(San Francisco) Since Elon Musk took control of Twitter at the end of October, his hasty management of the social network, combining layoffs, provocations and chaotic changes, has created a growing crowd of disgruntled users, who are testing other platforms , old or new.
Here is a non-exhaustive list of the main alternative destinations.
Bluesky ramps up
The Bluesky social network, backed by co-founder and former Twitter boss Jack Dorsey, is gaining popularity.
According to the magazine’s website Forbesciting data from the firm Data.ai, the Bluesky application has been downloaded 360,000 times and is currently ahead of some popular platforms such as LinkedIn, Bing or Zoom in the ranking of the App Store, the Apple store.
Originally created and funded by Twitter in 2019 under Jack Dorsey, Bluesky hit smartphones two months ago.
The platform looks like Twitter, but it is decentralized, like Mastodon: it is therefore possible to create separate applications and not all content can be controlled by a single entity.
It is currently only accessible by invitation. The waiting list has more than a million applicants, according to Forbes.
Several personalities have recently joined the platform, including the elected Democrat for the House of Representatives Alexandria Ocasio-Cortez or the model Chrissy Teigen, who each has more than ten million subscribers on Twitter.
Mastodon struggles to convince
Little known to the general public, Mastodon is experiencing a spike in popularity among Internet users concerned about the future of Twitter, including journalists, university professors and other professionals.
Created in 2016 by German developer Eugen Rochko, the site presents itself as “a free and open source decentralized social network” without any advertising.
Concretely, it allows each user to join, according to his centers of interest, the community of his choice, this one establishing its own rules.
Mastodon consists of a network of thousands of independent servers. Members can interact provided that the moderation rules of their respective servers are compatible.
But the unintuitive functioning of the social network and the moderation of content left to the sole discretion of group administrators are not suitable for everyone.
Within two months of the Twitter takeover, the platform grew from 380,000 to 2.5 million monthly active users, according to Wired. At the end of January, this count fell to 1.4 million.
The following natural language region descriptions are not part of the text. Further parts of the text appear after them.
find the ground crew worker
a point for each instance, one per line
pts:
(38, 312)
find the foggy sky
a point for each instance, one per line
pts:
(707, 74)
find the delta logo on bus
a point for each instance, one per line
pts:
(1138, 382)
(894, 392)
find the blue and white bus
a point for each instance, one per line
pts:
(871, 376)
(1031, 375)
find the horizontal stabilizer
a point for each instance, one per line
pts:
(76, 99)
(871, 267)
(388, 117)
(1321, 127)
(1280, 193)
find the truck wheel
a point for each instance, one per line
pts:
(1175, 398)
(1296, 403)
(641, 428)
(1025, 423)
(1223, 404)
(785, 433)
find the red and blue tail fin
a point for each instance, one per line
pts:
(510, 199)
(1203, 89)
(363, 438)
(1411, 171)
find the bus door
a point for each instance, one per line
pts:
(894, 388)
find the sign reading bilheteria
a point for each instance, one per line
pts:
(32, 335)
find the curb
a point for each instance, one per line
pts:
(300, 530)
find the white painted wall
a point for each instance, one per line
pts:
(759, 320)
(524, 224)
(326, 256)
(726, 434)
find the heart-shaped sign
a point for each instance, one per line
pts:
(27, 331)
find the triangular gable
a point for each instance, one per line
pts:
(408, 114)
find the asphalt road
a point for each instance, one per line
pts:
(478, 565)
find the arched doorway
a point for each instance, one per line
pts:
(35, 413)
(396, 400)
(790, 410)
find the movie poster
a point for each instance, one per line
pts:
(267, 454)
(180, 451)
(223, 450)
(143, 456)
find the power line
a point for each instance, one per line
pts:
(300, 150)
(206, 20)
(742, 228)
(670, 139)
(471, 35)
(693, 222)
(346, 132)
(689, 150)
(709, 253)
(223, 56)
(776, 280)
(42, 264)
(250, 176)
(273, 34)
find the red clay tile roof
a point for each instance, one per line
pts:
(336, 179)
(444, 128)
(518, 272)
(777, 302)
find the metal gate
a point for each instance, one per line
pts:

Substack Notes marks its “difference”
The Substack platform allows authors to create their newsletter and sell subscriptions to interested people.
In April it launched a thread called “Notes”, similar to Twitter, which allows users to post short messages, such as recommendations, comments or links to other posts.
“Notes may look like other social media feeds, but the difference is in what you don’t see,” Hamish McKenzie, co-founder of Substack, pointed out in the blog post announcing the new feed.
“The Substack network depends on paid subscriptions, not advertising. It changes everything […] Most of the financial gains go to the content creators”.
Elon Musk responded by briefly blocking Substack-related links and searches on Twitter.
The microconflict showed how much newsletter writers depend on Twitter to find their audience and therefore generate revenue.
Niche networks
Other platforms attract disillusioned mass social networks, and more recently, Twitter.
Hive Social, an online app since 2019 that mixes elements of Twitter and Instagram, struggled to handle the influx of new users late in the year.
Gab and Truth Social, Donald Trump’s network, were already presenting themselves as conservative alternatives to Twitter before the takeover by Elon Musk.
With its 150 million monthly users, the Discord discussion forum site has carved out a place for itself beyond video game enthusiasts, its initial audience. But the recent leak of confidential Pentagon documents has not improved its reputation.
Cohost, which was born in early 2022 promising that its users’ personal data would never be sold, is struggling to take off.
And the Clubhouse audio chat application born at the start of the pandemic has seen its number of users decline to 3.5 million, or 60% less than at its peak in 2021, according to Business of Apps.